III. RESTAURER UNE VÉRITABLE CAPACITÉ DE DÉCISION EN MATIÈRE ÉCONOMIQUE

La réforme proposée ci-avant serait certainement salutaire. On peut cependant se demander si le problème essentiel de la gouvernance économique de la zone euro est l'inadéquation des règles de discipline budgétaire, ou l'absence de véritable capacité de décision en matière économique.

Ce dernier point de vue est, notamment, celui de certains économistes, qui considèrent que toute règle stricte finit par devenir contre-productive, en empêchant le bon sens de s'appliquer face à des événements imprévus. Ainsi, dans un article récemment publié dans Les Echos 82 ( * ) , M. Joseph Stiglitz, prix Nobel d'économie, écrit :

« Du Pacte de stabilité européen, on peut tirer une (...) leçon : bâtir d'une manière prétendument définitive des arrangements institutionnels destinés à résoudre les problèmes du passé constitue le meilleur moyen d'échouer dans le futur. Dans l'Amérique des années 1990, l'administration Clinton s'était opposée à une revendication des républicains ; ceux-ci souhaitaient, par un amendement à la Constitution américaine, interdire à l'Etat fédéral tout déficit budgétaire. Pour les démocrates, si l'Amérique était confrontée à une récession, le gouvernement devrait avoir la possibilité de laisser filer son déficit. Les républicains d'aujourd'hui, et George Bush en première ligne, ne peuvent que se satisfaire de la résistance des démocrates à leurs projets d'alors. Existe-t-il des raisons de croire qu'une inflexibilité politique excessive fonctionnerait mieux en Europe ? ».

Par ailleurs, et le cas du pacte de stabilité l'illustre parfaitement, une règle trop stricte peut présenter l'inconvénient de ne pas être crédible. Des règles permettant une plus grande faculté d'appréciation peuvent permettre de gagner en crédibilité.

A. CRÉER DES « COMITÉS NATIONAUX DE POLITIQUE BUDGÉTAIRE » ?

Une première manière de favoriser le recours au bon sens plutôt que l'application rigide de règles inadaptées serait de mettre en place des « comités nationaux de politique budgétaire ».

1. Les comités de politique monétaire

Cette approche, préconisée notamment par M. Charles Wyplosz 83 ( * ) , s'inspire des comités de politique monétaire existant auprès des banques centrales.

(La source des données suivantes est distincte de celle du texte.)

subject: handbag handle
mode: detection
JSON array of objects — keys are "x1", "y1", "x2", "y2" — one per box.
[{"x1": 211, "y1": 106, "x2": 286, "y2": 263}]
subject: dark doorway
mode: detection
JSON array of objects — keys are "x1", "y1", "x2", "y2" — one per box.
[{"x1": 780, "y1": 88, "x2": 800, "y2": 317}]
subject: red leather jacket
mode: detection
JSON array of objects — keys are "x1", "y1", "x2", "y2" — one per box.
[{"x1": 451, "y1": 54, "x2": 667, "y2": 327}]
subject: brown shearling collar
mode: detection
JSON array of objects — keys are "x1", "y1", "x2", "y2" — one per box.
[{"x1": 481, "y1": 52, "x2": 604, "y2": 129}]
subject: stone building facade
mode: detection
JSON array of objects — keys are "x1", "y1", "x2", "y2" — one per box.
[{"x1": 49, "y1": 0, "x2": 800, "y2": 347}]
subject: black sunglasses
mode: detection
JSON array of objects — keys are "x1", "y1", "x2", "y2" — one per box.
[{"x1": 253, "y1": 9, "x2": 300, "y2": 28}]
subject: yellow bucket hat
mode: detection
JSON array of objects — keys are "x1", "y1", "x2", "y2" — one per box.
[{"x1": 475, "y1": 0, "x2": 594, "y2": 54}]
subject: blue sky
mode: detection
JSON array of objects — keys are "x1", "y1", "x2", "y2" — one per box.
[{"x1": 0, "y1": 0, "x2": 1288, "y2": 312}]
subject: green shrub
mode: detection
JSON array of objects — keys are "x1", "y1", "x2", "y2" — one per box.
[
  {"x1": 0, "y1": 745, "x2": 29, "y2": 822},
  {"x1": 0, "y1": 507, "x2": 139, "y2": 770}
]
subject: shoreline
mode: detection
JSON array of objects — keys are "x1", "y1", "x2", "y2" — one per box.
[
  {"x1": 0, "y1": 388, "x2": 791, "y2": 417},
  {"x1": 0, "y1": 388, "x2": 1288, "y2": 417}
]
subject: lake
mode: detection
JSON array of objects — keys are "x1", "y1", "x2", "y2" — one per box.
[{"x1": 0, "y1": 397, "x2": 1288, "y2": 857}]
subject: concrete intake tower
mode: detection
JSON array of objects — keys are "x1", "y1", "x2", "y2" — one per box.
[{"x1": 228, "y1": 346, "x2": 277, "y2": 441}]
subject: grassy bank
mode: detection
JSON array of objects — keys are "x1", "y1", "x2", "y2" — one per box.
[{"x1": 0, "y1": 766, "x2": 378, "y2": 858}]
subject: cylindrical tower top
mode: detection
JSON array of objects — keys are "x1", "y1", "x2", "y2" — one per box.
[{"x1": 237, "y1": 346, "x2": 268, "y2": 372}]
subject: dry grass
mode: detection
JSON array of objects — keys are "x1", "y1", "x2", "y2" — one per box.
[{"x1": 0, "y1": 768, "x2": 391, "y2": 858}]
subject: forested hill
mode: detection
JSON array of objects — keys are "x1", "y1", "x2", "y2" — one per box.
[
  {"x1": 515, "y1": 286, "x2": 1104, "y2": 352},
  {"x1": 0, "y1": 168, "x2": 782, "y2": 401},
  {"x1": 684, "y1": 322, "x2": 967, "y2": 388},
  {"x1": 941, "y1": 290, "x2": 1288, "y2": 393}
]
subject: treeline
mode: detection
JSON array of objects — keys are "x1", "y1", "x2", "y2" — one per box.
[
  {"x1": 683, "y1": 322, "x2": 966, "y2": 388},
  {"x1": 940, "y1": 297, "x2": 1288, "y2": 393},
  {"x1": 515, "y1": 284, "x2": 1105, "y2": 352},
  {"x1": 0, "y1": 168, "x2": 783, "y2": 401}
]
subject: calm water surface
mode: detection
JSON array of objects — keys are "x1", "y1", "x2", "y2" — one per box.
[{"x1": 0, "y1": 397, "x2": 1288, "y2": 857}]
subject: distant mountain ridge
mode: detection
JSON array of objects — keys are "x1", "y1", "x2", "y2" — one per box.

Dans le cas de la politique monétaire, les règles de croissance monétaire utilisées dans les années 1970 et 1980 ont montré leurs limites pour atteindre la stabilité des prix à long terme tout en faisant face à court terme aux cycles économiques et aux crises financières. C'est la raison pour laquelle ont été mis en place des comités de politique monétaire, constitués d'experts indépendants, capables de faire preuve de bon sens face à une situation forcément plus complexe que ce que l'on aurait pu prévoir lors de la fixation de règles.

De manière analogue, M. Wyplosz propose de mettre en place, dans chaque Etat membre de la zone euro, un « comité de politique budgétaire », chargé de fixer, chaque année, un plafond de déficit public ne devant pas être dépassé. Ce plafond serait déterminé, notamment, en fonction de règles définies au niveau communautaire. Le législateur garderait en revanche sa latitude actuelle pour déterminer les autres paramètres budgétaires.

* 82 Joseph Stiglitz, « Le Pacte, une fausse promesse », Les Echos du 19 mai 2003.

* 83 Charles Wyplosz, « Le pacte de stabilité atteint ses limites », in Revue d'économie financière, n° 71, août 2003.